In fact lawyers and the police have absolutely NO excuse to use these kinds of databases in litigation at all as there are better, more accurate tools at their disposal – the courts themselves. In criminal cases a warrant is the preferred method, obtaining subscriber information from the ISP (fixed or cellular) which is far more accurate than any geolocation service because it's data coming from the entity actually providing the connection. In a civil trial you have a discovery subpoena to do pretty much the same thing and for the same reasons.
If you're doing it 'on your own', remember that these tools are as accurate as taking a dart and throwing it not at a map on the wall, but at a Google map display on your computer screen. Sure you'll be out a display, but you won't be potentially facing criminal charges when you go to act on what it basically bullshit data. At the very best, it can be used to advise, but it can be INCREDIBLY off, sometimes thousands of miles.
Data
The following services were used
There were 4 IP addresses used, three residential and one cellular comprising four of the biggest ISP's in the US.
IP addresses
- 32.99.122 (Charter fixed line cable internet connection – K`Tetch)

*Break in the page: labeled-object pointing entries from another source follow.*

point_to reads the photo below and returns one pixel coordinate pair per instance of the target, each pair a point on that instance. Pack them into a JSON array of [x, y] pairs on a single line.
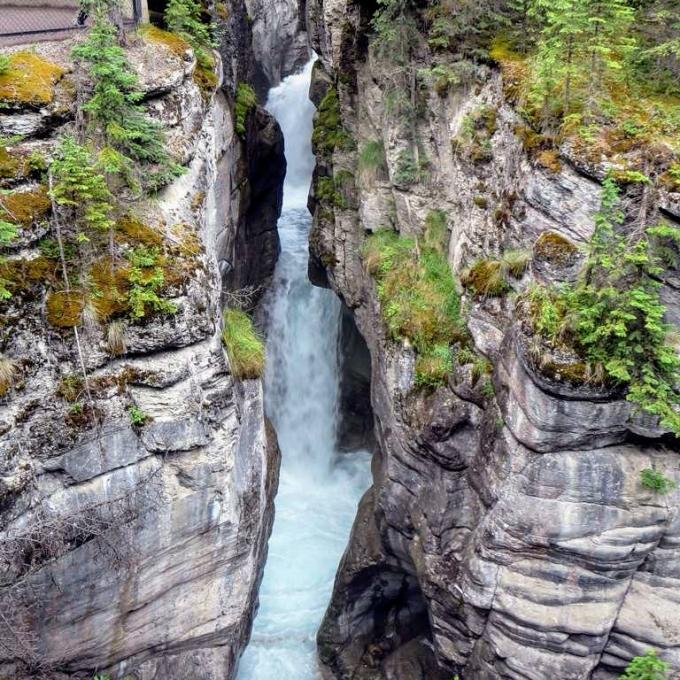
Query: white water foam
[[319, 488]]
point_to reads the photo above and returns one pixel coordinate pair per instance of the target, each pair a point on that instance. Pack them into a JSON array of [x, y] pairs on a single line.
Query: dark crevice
[[355, 428]]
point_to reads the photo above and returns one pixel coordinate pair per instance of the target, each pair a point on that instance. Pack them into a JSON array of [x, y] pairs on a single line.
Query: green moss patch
[[25, 208], [29, 80], [155, 36], [244, 345], [419, 300], [556, 249], [329, 133]]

- 193.166.88 (Verizon 4G cellular connection – K`Tetch )
- 137.147.28 (Comcast fixed line cable internet connection – James)
- 172.126.144.9 (AT&T gigapower fixed line internet connection, less than 6 months old – David)

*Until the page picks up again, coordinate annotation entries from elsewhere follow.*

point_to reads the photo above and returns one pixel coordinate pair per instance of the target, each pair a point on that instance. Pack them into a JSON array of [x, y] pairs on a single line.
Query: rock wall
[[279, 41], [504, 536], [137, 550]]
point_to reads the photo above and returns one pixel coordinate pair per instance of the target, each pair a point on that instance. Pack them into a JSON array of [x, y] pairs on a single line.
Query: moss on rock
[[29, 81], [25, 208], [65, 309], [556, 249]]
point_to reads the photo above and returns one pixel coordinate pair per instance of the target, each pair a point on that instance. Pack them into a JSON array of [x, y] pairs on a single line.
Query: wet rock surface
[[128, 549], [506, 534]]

The first two were located in south metro Atlanta, near Macon. David and James are located approximately half a mile apart in north Cobb county, Georgia.
Raw coordinates
Service
|
Charter |
Verizon |
Comcast |
AT&T
|
checkIP.org |
45.4167, -84.3246 |
32.7977, -117.1322 |
NOT TESTED |
BLANK RESULT |
IP2Location |
33.95621, -83.98796 |
32.55376, -83.88741 |
34.02342, -84.61549 |
34.02342, -84.61549 |
IPinfo.io |
32.8685, -84.3246 |
32.8975, -83.7536 |
34.0247, -84.5033 |
38.0000, -97.0000 |
EurekAPI |
32.8685, -84.3246 |
33.7981, -84.3877 |
34.1015, -84.5194 |
34.0247, -84.5033 |
DB-IP |
33.9562, -83.988 |
40.7128, -74.0059 |
33.9413, -84.5177 ("Marietta (bedroom)") |
33.8545, -84.2171 |
IPCIM.com |
32.8685, -84.3246 (± 25 mile) |
NOT TESTED |
34.0247, -84.5033 |
34.0247, -84.5033 (± 25 mile) |
MaxMind (geoLiteCity) |
32.8685, -84.3246 |
32.8975, -83.7536 |
34.0247, -84.5033 |
38, -97 |
MaxMind (GeoIP2) |
32.8685, -84.3246 |
33.7844, -84.2135 |
34.0247, -84.5033 |
34.0247, -84.5033 |
If you'd rather see them on a map, they're here. (Legend Charter in green, Verizon in red, Comcast in blue, AT&T in yellow)

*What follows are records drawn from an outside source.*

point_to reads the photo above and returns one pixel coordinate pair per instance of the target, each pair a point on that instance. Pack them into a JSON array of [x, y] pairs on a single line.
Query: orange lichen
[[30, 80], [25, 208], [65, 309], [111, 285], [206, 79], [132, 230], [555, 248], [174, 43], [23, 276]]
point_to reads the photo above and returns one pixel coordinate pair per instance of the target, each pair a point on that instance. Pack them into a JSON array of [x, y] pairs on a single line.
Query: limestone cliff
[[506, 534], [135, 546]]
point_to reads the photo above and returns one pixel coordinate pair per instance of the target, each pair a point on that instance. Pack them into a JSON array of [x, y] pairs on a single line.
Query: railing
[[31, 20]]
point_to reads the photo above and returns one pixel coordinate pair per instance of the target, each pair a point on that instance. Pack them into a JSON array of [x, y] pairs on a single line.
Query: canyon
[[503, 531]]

NOTE: One data source was extremely interesting in its provision of 11+ decimal places in its results. While this might seek to imply accuracy, it actually underscores how inaccurate it actually is. Eight decimal places gives a resolution of 1.1 millimeters – half the thickness of a CD/DVD. 11 decimal places as given in all their results is going to extremes, with locations given to less than a hair's thickness. It has been rounded down.
The "Marietta (bedroom)" label was actually on the output from their database.
I would like to thank David and James for their help with this. And for obvious reasons, we have forced changes in IP addresses for all our connections (and the release of this article was delayed to ensure that).